In southern Illinois, there is the kind of town that is found under one of two conditions: by trawling the comic book forums (or is it fora? Or is technology so powerful and omnipotent today that the rules of grammar are left sobbing in a moldy linen closet while the party rages on in the next room? But I digress) in search of yet-unlearned trivia and unsubstantiated rumors of future movie adaptations, or by drinking 12.7 gallons of fluid in 75 minutes and having little recourse aside from an empty coffee cup in the back seat. That town is Metropolis! For an old comic nut this was just short of providence.

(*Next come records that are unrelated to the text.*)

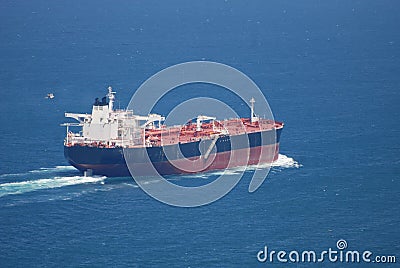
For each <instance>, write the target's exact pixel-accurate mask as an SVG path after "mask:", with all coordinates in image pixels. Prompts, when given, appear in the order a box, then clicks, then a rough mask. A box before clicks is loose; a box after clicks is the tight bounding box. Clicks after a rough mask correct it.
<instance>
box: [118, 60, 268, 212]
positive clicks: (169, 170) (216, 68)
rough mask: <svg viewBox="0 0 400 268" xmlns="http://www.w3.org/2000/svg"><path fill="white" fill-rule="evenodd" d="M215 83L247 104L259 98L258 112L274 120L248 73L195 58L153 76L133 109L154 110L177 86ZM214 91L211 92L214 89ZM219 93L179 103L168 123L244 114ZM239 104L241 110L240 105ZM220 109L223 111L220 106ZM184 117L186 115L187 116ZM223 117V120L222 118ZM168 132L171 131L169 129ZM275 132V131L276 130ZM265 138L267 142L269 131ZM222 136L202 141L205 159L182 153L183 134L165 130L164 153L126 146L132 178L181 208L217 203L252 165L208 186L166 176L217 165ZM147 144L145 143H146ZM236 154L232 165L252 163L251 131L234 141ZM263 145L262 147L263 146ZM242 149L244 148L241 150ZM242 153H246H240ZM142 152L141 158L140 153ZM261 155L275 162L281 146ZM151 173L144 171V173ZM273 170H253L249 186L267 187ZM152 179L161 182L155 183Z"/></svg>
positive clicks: (183, 144) (204, 168) (224, 175)
mask: <svg viewBox="0 0 400 268" xmlns="http://www.w3.org/2000/svg"><path fill="white" fill-rule="evenodd" d="M197 83H202V84H211V85H217V86H219V87H223V88H224V89H226V90H228V91H230V92H231V93H233V94H235V95H236V96H238V97H239V98H241V100H242V101H243V102H245V103H248V101H249V100H250V99H251V98H254V99H256V100H257V113H258V114H262V115H264V117H265V118H266V119H270V120H274V117H273V114H272V112H271V109H270V107H269V105H268V102H267V100H266V99H265V96H264V95H263V93H262V92H261V90H260V89H259V88H258V86H257V85H256V84H255V83H254V82H253V81H252V80H251V79H250V78H249V77H248V76H246V75H245V74H243V73H242V72H240V71H239V70H237V69H235V68H233V67H230V66H227V65H224V64H221V63H216V62H207V61H194V62H186V63H182V64H177V65H174V66H171V67H168V68H166V69H164V70H162V71H160V72H158V73H156V74H155V75H153V76H152V77H150V78H149V79H148V80H146V81H145V82H144V83H143V84H142V85H141V86H140V87H139V88H138V89H137V90H136V92H135V93H134V95H133V96H132V98H131V100H130V102H129V105H128V109H129V110H134V111H139V112H140V114H151V113H152V110H153V108H154V106H155V105H156V104H157V103H158V102H159V101H160V100H162V98H163V97H164V96H165V95H166V94H167V93H168V92H170V91H171V90H173V89H175V88H177V87H180V86H183V85H187V84H197ZM208 93H210V92H208ZM220 97H221V96H219V97H215V98H214V97H212V98H210V97H196V98H192V99H189V100H186V101H184V102H183V103H181V104H179V105H178V106H177V107H175V108H174V109H173V110H172V111H171V112H170V113H169V114H168V115H167V116H166V117H165V122H166V123H168V121H176V120H177V119H179V121H180V124H185V123H186V122H188V120H190V119H191V118H194V117H196V116H198V115H202V116H204V118H207V116H212V117H214V116H215V117H217V116H218V115H215V114H208V113H209V112H211V111H212V112H215V111H217V112H218V111H219V110H224V111H229V114H230V115H232V118H233V117H235V118H238V117H239V116H238V112H237V107H232V106H230V105H228V104H226V103H225V100H223V99H222V100H221V99H220ZM235 108H236V109H235ZM218 109H219V110H218ZM182 115H185V116H186V118H183V119H182ZM218 119H221V118H217V120H218ZM238 122H240V124H241V126H239V127H238V129H239V132H240V129H242V132H243V129H244V127H245V126H244V125H243V122H242V121H240V120H238ZM166 130H167V129H166ZM224 132H225V137H227V136H229V134H230V133H229V129H227V128H225V129H224ZM272 132H273V133H272ZM271 133H272V134H273V137H269V138H271V139H273V140H274V141H275V140H276V133H275V130H273V131H271ZM136 136H137V137H142V138H143V139H144V137H145V134H144V132H142V133H136ZM260 136H261V144H263V143H262V139H263V138H264V139H265V137H263V135H260ZM220 138H222V136H218V135H216V136H214V137H211V139H210V138H208V139H198V141H199V147H202V148H204V149H203V150H201V149H200V151H201V156H200V157H199V158H190V157H185V153H184V152H183V151H181V147H184V144H182V146H181V144H180V143H178V141H179V132H173V131H172V132H171V131H168V130H167V131H164V132H162V135H161V145H162V147H163V151H162V152H159V151H157V152H155V150H159V148H158V149H156V148H152V147H150V146H149V147H148V148H147V149H145V150H142V151H141V152H139V153H138V150H136V151H135V150H132V149H131V148H124V157H125V161H126V163H127V166H128V168H129V171H130V173H131V175H132V177H133V178H134V179H135V181H136V183H137V184H138V185H139V186H140V187H141V188H142V189H143V190H144V191H145V192H146V193H147V194H149V195H150V196H152V197H153V198H155V199H157V200H159V201H161V202H163V203H166V204H169V205H173V206H179V207H196V206H201V205H205V204H209V203H211V202H214V201H216V200H218V199H220V198H221V197H223V196H224V195H226V194H227V193H228V192H229V191H231V190H232V189H233V187H234V186H235V185H236V184H237V183H238V182H239V180H240V179H241V177H242V176H243V173H244V171H245V170H246V167H245V166H243V168H242V169H241V170H240V172H235V174H234V175H232V174H230V175H229V176H228V175H226V174H225V173H223V174H222V175H220V176H219V177H218V178H217V179H216V180H214V181H212V182H211V183H209V184H206V185H202V186H199V187H183V186H179V185H176V184H173V183H171V182H169V181H168V180H166V179H165V178H164V177H163V176H162V174H161V173H162V172H159V171H160V170H163V171H167V173H168V171H170V170H176V169H178V170H180V171H182V172H183V173H195V172H199V171H202V170H206V169H208V168H209V167H210V166H211V165H213V164H214V160H215V158H216V148H215V144H216V142H217V140H218V139H220ZM143 142H144V141H143ZM230 147H231V149H230V154H229V155H228V156H229V159H228V160H227V167H228V168H229V167H235V166H236V164H237V159H238V158H240V160H241V161H242V162H245V163H248V160H249V157H250V148H249V147H250V146H249V139H248V138H247V136H246V135H237V136H235V139H232V138H231V139H230ZM260 147H261V148H263V147H262V146H260ZM239 149H240V150H239ZM239 151H240V155H239V153H238V152H239ZM138 154H140V156H138ZM154 154H157V155H159V156H160V157H161V158H163V159H164V158H165V159H166V160H167V161H164V160H163V162H160V161H159V162H157V160H156V161H155V160H154ZM259 154H260V156H259V157H260V159H261V158H262V159H263V160H266V161H264V162H267V161H270V162H271V161H272V160H273V157H274V155H275V146H273V149H272V150H271V149H268V150H263V149H261V152H259ZM138 157H140V161H138ZM144 170H145V171H146V172H145V173H146V174H143V171H144ZM268 172H269V168H263V169H256V170H255V171H254V173H253V177H252V179H251V181H250V184H249V192H254V191H255V190H257V189H258V187H260V186H261V184H262V183H263V181H264V179H265V178H266V176H267V175H268ZM149 181H152V182H155V183H149Z"/></svg>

Standing proud in front of the city courthouse was a massive statue of the man in blue and red, on the corner of Liberty and Truth. I think. It might have been Truth and Justice, or Liberte and Egalite, or Pancakes and Waffles. I was distracted. And across the street was the obligatory mural-painted gift shop and museum. We drank up the colors and lights and action figures and forgot our bladder issues, we bought a sticker for the bus, and we approached and then slowly backed away from the museum gate after seeing the entrance fees. It was marvelous. (It’s almost sacrilege to make that joke within a Superman-related post. Comic people will get it.) At some point we had to leave, though, and with bladders empty we hit the road, the irony not escaping us that Metropolis, Illinois, was little more than that one statue and a gift shop in the middle of farmland.

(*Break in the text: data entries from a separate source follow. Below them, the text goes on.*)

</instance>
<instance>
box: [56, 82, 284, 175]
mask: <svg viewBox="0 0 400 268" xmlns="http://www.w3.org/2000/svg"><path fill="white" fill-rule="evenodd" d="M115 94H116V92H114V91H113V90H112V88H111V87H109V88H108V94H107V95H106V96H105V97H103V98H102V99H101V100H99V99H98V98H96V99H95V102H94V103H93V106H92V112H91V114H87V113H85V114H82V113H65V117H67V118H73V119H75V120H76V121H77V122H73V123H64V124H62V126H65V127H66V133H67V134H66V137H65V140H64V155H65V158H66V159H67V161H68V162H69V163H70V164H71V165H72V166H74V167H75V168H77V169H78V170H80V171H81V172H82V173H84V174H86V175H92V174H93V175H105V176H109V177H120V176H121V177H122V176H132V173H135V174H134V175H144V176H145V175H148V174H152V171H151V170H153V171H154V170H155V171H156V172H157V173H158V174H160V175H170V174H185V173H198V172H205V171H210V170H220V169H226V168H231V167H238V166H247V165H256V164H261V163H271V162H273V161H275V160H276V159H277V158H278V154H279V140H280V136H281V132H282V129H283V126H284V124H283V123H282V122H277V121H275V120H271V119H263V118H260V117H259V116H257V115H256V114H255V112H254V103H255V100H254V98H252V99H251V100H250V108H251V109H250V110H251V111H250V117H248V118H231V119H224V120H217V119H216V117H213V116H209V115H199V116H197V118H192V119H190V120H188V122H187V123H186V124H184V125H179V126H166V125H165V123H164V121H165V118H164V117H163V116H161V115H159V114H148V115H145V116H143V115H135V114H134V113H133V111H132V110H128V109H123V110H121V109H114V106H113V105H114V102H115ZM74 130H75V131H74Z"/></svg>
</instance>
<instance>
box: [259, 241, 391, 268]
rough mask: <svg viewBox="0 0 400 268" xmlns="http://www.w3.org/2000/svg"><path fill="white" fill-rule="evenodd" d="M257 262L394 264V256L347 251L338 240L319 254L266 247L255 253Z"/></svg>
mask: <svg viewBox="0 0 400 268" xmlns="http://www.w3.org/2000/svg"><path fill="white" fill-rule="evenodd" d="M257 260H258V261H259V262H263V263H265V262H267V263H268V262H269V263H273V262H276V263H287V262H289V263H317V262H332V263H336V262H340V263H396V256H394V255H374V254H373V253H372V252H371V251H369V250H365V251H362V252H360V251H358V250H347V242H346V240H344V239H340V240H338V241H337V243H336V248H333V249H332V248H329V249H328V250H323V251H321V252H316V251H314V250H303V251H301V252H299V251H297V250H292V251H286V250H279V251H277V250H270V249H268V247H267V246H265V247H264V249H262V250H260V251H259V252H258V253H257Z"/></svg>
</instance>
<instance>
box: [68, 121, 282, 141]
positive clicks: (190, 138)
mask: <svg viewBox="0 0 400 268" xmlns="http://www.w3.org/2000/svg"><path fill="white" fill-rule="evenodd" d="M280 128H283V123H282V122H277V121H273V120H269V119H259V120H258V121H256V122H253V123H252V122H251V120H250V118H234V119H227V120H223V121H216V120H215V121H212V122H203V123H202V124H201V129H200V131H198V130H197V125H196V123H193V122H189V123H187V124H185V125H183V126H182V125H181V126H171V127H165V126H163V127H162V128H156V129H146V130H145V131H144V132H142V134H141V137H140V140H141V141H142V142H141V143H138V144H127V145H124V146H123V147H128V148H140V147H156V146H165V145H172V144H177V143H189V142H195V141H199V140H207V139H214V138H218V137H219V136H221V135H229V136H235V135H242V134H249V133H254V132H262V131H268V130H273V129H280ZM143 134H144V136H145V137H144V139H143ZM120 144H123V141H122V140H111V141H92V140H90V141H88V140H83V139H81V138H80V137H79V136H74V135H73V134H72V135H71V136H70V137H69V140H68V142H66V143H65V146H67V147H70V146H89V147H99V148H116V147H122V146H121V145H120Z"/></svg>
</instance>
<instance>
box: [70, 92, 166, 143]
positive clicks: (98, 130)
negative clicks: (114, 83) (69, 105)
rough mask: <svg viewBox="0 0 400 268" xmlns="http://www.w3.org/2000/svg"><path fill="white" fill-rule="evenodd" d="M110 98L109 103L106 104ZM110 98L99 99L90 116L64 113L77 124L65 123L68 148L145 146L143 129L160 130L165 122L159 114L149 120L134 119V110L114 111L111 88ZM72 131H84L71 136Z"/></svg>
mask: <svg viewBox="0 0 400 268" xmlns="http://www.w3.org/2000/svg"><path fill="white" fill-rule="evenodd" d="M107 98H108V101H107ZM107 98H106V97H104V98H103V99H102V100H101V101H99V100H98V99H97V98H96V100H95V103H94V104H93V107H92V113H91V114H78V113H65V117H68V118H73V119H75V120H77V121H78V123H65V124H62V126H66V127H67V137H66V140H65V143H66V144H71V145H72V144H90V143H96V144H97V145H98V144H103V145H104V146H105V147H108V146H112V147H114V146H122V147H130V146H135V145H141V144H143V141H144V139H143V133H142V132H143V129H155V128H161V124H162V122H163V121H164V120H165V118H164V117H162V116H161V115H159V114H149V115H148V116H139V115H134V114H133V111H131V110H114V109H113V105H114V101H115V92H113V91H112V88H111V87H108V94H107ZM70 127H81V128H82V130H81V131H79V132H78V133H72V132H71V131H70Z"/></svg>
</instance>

But then we made it to Nashville. Now, I was not expecting much, not being a country fan or a fan of states with consecutive multiple letters in their names, which seems to be a deliberate attempt to make people feel dumb when forced to spell them, but I was impressed. Keep in mind that this was the week of Bonnaroo and the Country Music Festival, neither of which we were aware of, but apparently the rest of the world was because traffic was slightly more than atrocious. And despite all that we found it charming. There’s something to be said about any place where art and artists come together, where cultures converge and ideas mix and swirl and breed. There is life in places like this and that was what I liked about it. There are cute brick buildings and tree-covered college campuses and edgy bookstores and cafes everywhere but it’s the life of the place that makes you stop and get out of the car. You want to stand in the air and get some of that into your veins. You want to make three wrong turns and passive aggressively tell off a pedestrian who corrects you just so you can park your car and get out and stand in that city’s life. So we did that.
We spent the night again in the parking lot of a Wal-Mart and woke the next morning refreshed all but for the faint memory of skate boarders click-clacking away at 1:00 am and leaf blowers outside the window at 3:00. Breakfast at the Pancake Pantry across from Vanderbilt University was all we needed, though, to set things right. I can only imagine that the crepe’s failure to completely replace the pancake in the United States is a dogged attempt by a secret office of our government to squelch French influence that dates back to their ingratitude for their assistance in the Revolution. Go out and get one today.
On our way out of town we drove past honky tonks and clubs, restaurants and art galleries, the air of the city pouring through our windows, and we said goodbye to the crowds lined up on the street waiting for the coming parade. Tennessee, despite your name you get a gold star in my book.